“My Life” by Bill Clinton

I'm just about to put Bill Clinton's “My Life” away on the bookshelf and there's two quotes I thought might interest readers. I enjoyed the book much more than I anticipated, particularly given some of the reviews, but pretty much end to end I was fascinated by the man's journey.

I had… a fascinating visit with Dole… [his opponent during his second election to Presidency]. He came to see me with a little toy for our cat, Socks, which he said was from his dog. We discussed the election, foreign policy and budget negotiations. The press was still buzzing about campaign finance abuses. Besides the [Democratic National Committee], the Republican National Committee and the Dole campaign had committed some violations. I had been criticised for inviting supporters to spend the night at the White House and for hosting morning coffees with administration members, supporters, contributors, and others who had no political ties to us.

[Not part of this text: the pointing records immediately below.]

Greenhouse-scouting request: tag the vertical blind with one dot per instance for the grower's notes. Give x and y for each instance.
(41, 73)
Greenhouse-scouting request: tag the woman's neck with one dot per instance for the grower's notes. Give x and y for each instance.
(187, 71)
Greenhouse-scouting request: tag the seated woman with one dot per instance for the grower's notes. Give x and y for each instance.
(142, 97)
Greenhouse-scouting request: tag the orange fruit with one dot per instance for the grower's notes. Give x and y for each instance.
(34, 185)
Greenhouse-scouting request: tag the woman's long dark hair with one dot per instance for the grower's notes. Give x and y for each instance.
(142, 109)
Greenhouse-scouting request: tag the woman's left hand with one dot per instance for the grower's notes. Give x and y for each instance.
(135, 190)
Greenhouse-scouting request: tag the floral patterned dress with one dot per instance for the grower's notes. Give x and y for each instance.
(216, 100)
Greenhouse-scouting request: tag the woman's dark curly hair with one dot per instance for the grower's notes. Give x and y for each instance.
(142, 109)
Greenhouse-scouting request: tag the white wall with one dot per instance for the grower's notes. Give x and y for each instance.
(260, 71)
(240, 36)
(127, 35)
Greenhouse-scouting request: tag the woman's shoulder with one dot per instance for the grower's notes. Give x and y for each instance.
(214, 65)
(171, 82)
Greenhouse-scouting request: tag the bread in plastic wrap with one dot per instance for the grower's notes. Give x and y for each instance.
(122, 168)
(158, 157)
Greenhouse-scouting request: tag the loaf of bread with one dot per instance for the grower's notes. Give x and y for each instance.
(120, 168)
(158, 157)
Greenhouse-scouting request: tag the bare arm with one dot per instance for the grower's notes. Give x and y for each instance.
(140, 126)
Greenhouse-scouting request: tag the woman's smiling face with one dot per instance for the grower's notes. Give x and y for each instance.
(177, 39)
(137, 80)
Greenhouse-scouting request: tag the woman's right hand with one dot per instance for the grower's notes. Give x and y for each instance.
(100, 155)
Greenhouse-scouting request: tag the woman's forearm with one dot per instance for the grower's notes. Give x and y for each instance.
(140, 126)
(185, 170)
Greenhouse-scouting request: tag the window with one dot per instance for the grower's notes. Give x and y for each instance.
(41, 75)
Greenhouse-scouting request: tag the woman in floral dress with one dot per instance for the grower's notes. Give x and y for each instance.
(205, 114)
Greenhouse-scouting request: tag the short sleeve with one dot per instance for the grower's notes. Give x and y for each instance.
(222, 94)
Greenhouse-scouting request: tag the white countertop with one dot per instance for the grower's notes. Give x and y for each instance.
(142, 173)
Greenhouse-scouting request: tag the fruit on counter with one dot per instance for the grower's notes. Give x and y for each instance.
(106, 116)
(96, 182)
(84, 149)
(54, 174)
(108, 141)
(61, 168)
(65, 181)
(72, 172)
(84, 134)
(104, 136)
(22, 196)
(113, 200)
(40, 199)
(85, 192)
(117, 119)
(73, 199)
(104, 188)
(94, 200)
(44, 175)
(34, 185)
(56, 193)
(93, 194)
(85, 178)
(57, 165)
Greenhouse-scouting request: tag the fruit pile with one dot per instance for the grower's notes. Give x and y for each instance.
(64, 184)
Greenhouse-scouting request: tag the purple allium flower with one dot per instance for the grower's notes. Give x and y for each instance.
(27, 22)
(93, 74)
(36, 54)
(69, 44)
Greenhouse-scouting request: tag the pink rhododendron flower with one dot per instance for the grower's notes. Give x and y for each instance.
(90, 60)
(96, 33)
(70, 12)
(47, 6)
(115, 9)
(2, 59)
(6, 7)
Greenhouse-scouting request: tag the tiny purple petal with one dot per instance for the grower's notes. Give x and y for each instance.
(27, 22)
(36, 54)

I asked Dole, based on his years of experience, whether politics and politicians were more or less honest than they had been thirty years earlier. “Oh, it's not close,” he said. “Much more honest today.” Then I asked, “Would you agree that people think things are less honest?” “Sure,” he said, “but they're wrong about it.”

I don't know how that stands up given the current Republican hoo-ha over funding.

The second quote concerns George W Bush. The whole book is very interesting on the Bushes, Clinton genuinely seems to like Bush Sr but he hated the result in 2000 and hated even more the way it happened. Still he acknowledges George W has some political talents but can't help to put the knife in here., albeit indirectly…

The next day President-elect Bush came to the White House… We talked about the campaign, White House operations, and national security. He was putting together an experienced team from past Republican administrations who believed that the biggest security issues were the need for national missile defense and Iraq. I told him that based on the last eight years, I thought the biggest security problems, in order, would be Osama bin Laden and al Qaeda; the absence of peace in the Middle East; the standoff between nuclear power India and Pakistan, and the ties of the Pakistanis to the Taliban and al Qaeda; North Korea; and then Iraq. I said that my biggest disappointment was not getting bin Laden…

He listened to what I had to say without much comment, then changed the subject to how I did the job.